YES IT SUPPORTS ANIMATIONS WITH TEMPORAL REGULARIZATION LOSS

Demonstration of psychovisual tuning

Diversity loss weight: penalty for using the same characters over and over again (adds noise = looks better. less banding etc)
Multiscale loss weight: also downscale the learned and target image and compute loss over that too (makes it do dithering)

Default settings

Diversity weight 0.0 and disable annealing:

Diversity weight 0.02 and 0.01:

Benchmarks / torture tests

Identity mapping test

Warping

Learnable affine transformation (scale+translate), warp matrix. Is this totally overkill? Yes! Does it make results significantly better? Yes!

Without warping enabled (only scaling and translation), we struggle to learn an identity mapping because the input raster are misaligned with the character grid.

With warping enabled, we successfully learn significant part of the identity mapping. This is not easy!

Warping significantly improves reconstruction loss by leveraging "row gaps" as part of the pattern allowing for cleaner horizontal and vertical edges. In practice even substantial warping is not noticeable in the final result.

Pay attention to the lips, bottom edges of the eyes, bottom of the chin, and eyebrows. They become aligned with the character grid so the row gaps can be used to create clean horizontal edges. Pay attention to the split in the middle of the bangs, the right side of the face near the temple, and various vertical lines in the hair. This becomes aligned with a column boundary to create a clean vertical edge.

Dynamic contrast (and dark mode)

Learnable contrast curve per each point on the character grid is bilinearly interpolated. Dark mode is also supported as shown in this image

Yes this is completely overkill and it's mostly an artistic effect to add a fuck ton of shading like those old 90s ansi files.

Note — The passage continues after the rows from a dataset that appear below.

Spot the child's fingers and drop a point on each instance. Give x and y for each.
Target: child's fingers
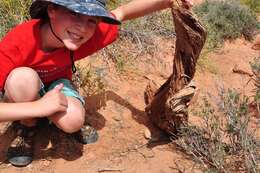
(59, 87)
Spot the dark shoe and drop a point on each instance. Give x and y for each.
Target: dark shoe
(87, 135)
(20, 153)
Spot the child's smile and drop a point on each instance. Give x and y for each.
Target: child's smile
(71, 28)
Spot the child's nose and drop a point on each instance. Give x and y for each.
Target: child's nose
(84, 25)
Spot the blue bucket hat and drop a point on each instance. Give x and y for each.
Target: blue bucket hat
(38, 9)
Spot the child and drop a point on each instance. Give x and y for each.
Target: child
(38, 57)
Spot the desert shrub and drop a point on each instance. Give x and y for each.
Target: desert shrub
(255, 66)
(226, 19)
(12, 12)
(225, 142)
(252, 4)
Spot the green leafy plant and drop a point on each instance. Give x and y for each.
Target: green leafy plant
(12, 12)
(225, 19)
(225, 142)
(252, 4)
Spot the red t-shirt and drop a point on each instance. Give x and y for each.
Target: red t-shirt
(21, 48)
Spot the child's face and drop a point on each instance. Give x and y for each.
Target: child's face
(72, 28)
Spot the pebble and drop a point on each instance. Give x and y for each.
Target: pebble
(147, 134)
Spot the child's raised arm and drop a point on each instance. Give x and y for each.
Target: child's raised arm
(138, 8)
(52, 102)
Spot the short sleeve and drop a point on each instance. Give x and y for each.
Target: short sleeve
(9, 59)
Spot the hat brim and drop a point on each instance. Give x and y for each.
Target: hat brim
(38, 10)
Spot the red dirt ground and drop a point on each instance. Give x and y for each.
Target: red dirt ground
(119, 116)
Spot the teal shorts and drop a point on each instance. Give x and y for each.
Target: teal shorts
(67, 90)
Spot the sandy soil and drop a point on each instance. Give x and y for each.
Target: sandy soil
(119, 116)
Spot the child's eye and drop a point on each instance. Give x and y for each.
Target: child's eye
(74, 13)
(92, 21)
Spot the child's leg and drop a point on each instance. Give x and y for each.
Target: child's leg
(22, 85)
(73, 119)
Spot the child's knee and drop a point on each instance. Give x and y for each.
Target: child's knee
(72, 121)
(22, 77)
(22, 84)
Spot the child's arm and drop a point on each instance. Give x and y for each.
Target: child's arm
(138, 8)
(52, 102)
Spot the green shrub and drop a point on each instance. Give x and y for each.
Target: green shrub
(226, 19)
(12, 12)
(252, 4)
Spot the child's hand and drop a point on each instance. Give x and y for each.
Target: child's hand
(256, 43)
(53, 101)
(185, 3)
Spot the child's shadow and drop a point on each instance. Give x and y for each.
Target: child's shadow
(50, 143)
(98, 101)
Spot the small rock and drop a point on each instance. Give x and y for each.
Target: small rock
(147, 134)
(117, 118)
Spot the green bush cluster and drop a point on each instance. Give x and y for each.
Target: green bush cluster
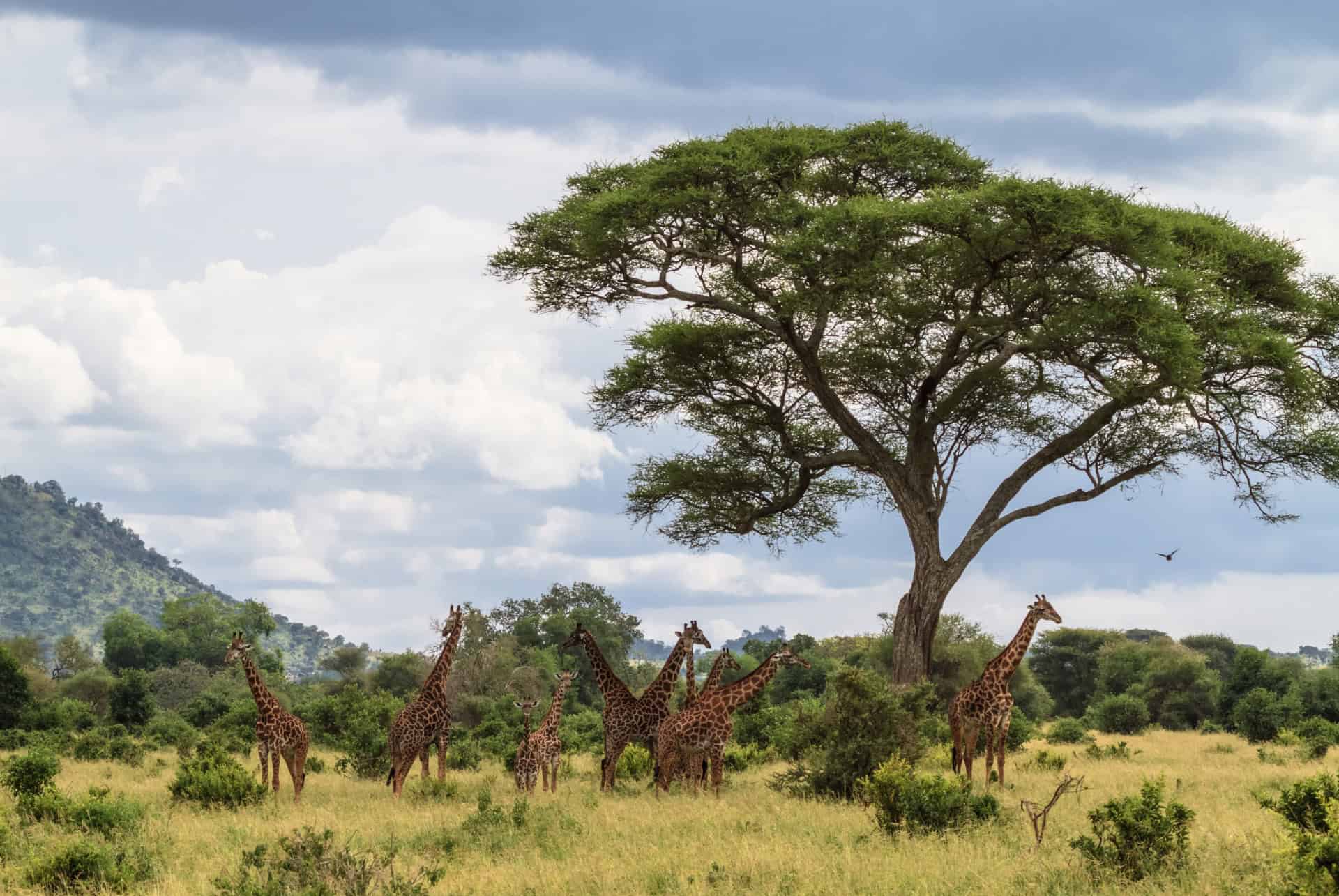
(1137, 836)
(912, 803)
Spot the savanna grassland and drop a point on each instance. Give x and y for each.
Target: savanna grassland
(752, 840)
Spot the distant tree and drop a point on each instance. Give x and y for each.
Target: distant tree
(132, 701)
(1065, 660)
(401, 674)
(349, 662)
(15, 693)
(857, 312)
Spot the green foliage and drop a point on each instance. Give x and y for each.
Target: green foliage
(213, 778)
(864, 722)
(15, 692)
(1065, 660)
(70, 570)
(1311, 811)
(1137, 836)
(123, 865)
(1068, 731)
(1259, 714)
(1120, 714)
(132, 701)
(307, 862)
(912, 803)
(30, 775)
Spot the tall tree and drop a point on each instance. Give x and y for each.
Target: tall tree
(857, 311)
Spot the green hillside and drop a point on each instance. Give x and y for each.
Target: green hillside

Curve Non-linearity Map (deviation from identity):                                                                09:43:06 [15/56867]
  +--------------------------------+
  |     ...-::==+=====:-..         |
  |        .-:=++++===::-.         |
  |....     -:=+++++===:-..---.    |
  |...      .:=++**++===:::::::-...|
  |         .-=+***++======+++==:::|
  |        .-:=++**+++++++******+++|
  |.-----..-:=++**++++++***#******+|
  |::=:::-::=++***+++++***##***###*|
  |=++======+++****+++***###****###|
  |++++++++++++****+++*************|
  |*******+++++*****+++**********++|
  |#####**+==+++*****+++********+++|
  |#####**+===+++****++=+****++++++|
  |#@###**+======+***+=:=++++===+**|
  |#####***++=:::=++*=::=++==:=++**|
  |#####****++::::=++=::====::=+***|
  +--------------------------------+
  Range: 0.006 (linear) to 0.291 (very non-linear)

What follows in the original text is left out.